Les décisions prises par la communauté internationale sont-elles suffisamment ambitieuses ?

On ne le sera jamais assez tant la situation s’accélère et se dégrade. Il faut réellement rendre le système des Nations unies plus efficace et contraignant pour avancer plus vite. Le secteur privé est un acteur majeur pour diminuer les émissions et doit être plus engagé dans le processus.

Les économies émergentes, comme la Chine et l’Inde, doivent également beaucoup plus participer financièrement aux fonds climat.
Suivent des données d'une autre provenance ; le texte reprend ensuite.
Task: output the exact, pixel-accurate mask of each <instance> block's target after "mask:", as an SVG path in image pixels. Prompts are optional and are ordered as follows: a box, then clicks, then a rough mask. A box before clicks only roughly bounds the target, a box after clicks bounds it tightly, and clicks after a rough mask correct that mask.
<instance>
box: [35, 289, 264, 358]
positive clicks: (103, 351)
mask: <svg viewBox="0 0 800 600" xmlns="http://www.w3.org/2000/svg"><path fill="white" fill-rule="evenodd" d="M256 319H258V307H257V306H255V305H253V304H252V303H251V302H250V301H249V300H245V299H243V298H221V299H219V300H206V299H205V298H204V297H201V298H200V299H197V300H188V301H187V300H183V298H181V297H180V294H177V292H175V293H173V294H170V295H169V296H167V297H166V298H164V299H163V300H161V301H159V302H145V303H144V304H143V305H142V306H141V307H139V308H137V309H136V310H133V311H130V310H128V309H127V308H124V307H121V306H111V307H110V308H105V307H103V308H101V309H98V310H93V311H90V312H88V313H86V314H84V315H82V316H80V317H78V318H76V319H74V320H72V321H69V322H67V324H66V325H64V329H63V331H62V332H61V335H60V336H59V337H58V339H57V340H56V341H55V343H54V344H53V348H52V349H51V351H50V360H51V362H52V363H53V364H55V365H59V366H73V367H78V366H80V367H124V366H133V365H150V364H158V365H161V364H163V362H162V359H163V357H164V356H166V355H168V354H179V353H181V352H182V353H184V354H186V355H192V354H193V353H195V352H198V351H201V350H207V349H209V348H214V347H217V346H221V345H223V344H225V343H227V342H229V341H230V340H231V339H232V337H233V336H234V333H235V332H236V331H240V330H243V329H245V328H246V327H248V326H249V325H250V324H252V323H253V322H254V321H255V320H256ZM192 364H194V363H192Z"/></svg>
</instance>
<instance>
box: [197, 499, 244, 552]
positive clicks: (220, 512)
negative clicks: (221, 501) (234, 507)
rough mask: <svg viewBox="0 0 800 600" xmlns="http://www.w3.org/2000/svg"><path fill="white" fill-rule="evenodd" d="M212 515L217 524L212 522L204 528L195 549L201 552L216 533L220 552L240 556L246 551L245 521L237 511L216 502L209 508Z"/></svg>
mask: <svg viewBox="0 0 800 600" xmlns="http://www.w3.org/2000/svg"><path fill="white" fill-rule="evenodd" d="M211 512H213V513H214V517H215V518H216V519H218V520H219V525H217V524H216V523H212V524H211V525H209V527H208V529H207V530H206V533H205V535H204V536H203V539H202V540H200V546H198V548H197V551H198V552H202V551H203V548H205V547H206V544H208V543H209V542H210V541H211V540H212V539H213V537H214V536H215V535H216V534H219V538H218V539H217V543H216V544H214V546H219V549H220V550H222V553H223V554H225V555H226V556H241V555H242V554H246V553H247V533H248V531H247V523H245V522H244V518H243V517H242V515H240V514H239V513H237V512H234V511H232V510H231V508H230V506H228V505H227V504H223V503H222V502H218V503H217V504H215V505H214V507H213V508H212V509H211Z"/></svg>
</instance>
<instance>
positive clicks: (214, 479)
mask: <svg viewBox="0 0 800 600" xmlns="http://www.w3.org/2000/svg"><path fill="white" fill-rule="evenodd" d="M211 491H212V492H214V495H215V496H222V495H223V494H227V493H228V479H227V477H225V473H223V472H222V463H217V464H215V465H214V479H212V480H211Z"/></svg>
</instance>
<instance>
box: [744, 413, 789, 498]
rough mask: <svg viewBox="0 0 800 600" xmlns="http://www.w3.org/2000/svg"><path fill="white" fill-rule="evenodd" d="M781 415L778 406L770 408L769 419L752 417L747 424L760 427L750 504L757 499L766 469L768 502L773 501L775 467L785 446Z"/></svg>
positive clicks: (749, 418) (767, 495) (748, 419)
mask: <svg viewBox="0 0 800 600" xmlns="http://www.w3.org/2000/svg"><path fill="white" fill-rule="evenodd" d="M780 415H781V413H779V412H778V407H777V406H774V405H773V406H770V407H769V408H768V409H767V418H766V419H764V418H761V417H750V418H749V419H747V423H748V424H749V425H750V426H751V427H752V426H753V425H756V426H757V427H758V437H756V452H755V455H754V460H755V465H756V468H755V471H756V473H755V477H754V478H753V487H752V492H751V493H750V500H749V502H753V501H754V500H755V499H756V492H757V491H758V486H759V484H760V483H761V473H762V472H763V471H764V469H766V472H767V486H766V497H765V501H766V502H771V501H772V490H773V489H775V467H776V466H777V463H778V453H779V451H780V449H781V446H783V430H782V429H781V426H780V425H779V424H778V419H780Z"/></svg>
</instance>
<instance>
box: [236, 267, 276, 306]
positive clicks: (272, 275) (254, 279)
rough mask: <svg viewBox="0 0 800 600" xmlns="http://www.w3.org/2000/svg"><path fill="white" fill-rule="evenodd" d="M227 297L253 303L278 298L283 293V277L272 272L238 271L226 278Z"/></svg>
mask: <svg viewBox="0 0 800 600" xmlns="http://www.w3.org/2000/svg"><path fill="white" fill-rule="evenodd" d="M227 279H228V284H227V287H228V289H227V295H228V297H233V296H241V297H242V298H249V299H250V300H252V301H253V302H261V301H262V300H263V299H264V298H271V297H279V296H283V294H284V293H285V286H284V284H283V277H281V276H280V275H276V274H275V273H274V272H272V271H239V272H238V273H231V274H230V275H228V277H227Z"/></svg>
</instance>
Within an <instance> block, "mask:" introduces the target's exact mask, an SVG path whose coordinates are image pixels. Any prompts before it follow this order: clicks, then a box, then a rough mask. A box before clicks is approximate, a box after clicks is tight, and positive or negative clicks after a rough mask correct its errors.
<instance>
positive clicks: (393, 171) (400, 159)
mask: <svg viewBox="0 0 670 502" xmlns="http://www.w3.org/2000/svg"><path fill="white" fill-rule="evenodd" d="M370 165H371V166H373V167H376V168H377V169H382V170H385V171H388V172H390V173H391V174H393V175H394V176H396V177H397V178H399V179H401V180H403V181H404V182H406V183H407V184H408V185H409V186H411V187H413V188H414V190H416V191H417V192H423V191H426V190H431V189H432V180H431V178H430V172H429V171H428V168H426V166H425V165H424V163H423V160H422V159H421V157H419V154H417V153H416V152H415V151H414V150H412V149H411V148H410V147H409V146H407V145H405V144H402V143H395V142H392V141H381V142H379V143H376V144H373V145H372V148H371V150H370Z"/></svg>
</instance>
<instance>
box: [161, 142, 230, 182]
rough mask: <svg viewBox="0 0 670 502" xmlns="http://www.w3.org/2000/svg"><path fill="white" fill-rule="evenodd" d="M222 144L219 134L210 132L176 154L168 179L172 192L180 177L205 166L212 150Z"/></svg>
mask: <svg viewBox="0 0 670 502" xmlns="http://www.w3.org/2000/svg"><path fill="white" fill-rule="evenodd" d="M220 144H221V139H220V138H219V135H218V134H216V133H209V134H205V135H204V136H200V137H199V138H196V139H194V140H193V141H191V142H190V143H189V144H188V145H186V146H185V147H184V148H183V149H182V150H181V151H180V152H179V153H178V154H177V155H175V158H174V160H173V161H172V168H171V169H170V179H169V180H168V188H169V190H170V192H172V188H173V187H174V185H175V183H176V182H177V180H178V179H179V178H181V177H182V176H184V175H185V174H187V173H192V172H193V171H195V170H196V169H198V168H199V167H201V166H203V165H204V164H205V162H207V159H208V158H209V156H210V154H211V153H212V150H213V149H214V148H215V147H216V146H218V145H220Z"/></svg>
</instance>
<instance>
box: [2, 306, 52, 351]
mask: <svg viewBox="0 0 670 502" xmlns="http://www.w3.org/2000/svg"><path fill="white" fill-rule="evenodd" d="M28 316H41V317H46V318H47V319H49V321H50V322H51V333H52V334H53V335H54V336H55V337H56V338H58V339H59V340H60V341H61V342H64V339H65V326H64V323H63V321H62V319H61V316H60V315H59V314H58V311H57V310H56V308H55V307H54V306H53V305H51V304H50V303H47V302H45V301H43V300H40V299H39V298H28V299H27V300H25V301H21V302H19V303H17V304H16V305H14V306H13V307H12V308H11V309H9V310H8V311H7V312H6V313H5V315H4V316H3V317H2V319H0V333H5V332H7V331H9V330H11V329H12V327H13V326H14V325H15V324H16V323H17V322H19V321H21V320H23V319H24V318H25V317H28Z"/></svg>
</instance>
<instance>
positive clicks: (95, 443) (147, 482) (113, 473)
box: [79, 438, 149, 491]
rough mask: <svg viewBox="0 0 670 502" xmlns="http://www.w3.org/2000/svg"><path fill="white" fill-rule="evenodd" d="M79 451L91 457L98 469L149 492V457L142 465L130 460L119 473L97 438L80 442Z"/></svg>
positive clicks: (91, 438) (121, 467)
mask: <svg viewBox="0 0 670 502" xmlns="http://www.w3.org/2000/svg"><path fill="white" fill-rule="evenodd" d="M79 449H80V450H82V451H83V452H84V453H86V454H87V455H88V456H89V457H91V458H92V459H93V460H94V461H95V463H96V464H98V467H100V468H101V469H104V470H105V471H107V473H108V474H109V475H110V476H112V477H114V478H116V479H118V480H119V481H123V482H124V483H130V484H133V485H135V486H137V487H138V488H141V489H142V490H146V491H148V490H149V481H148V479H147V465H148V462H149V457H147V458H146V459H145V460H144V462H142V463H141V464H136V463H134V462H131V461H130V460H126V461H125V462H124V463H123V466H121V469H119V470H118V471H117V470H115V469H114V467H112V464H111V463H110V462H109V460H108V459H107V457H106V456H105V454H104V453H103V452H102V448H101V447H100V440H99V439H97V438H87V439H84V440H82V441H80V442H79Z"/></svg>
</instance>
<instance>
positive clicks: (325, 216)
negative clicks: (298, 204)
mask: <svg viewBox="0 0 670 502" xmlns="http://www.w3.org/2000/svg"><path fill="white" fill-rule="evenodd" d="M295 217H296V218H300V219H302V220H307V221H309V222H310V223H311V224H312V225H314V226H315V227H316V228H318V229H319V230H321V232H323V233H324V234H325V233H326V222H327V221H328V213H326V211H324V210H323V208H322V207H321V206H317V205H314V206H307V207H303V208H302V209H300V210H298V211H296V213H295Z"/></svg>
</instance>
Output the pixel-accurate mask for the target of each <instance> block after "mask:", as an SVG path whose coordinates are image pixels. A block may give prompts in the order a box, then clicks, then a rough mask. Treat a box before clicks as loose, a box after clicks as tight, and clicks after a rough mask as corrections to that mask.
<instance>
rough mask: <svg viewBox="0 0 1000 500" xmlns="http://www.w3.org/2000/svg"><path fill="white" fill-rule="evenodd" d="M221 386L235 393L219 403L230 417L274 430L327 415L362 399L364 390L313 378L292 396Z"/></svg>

Les 196 pays présents ont échoué à s’attaquer aux énergies fossiles. »

Quelles sont vos principales déceptions ?

D’une part, le fait que les 196 pays présents ont échoué à s’attaquer aux énergies fossiles. D’autre part, la campagne de dénigrement des travaux du GIEC et de la science en général, ignorant l’approche de précaution inscrite dans la Convention-cadre des Nations unies sur les changements climatiques (CCNUCC) et l’Accord de Paris. Et enfin, le fait que la décision finale ne mentionne pas la COP15 sur la biodiversité.

Cette conférence est cruciale pour l’avenir de la planète. La COP27 a commencé à répondre aux symptômes de la crise climatique en s’attaquant au problème des pertes et dommages, mais pas à ses causes.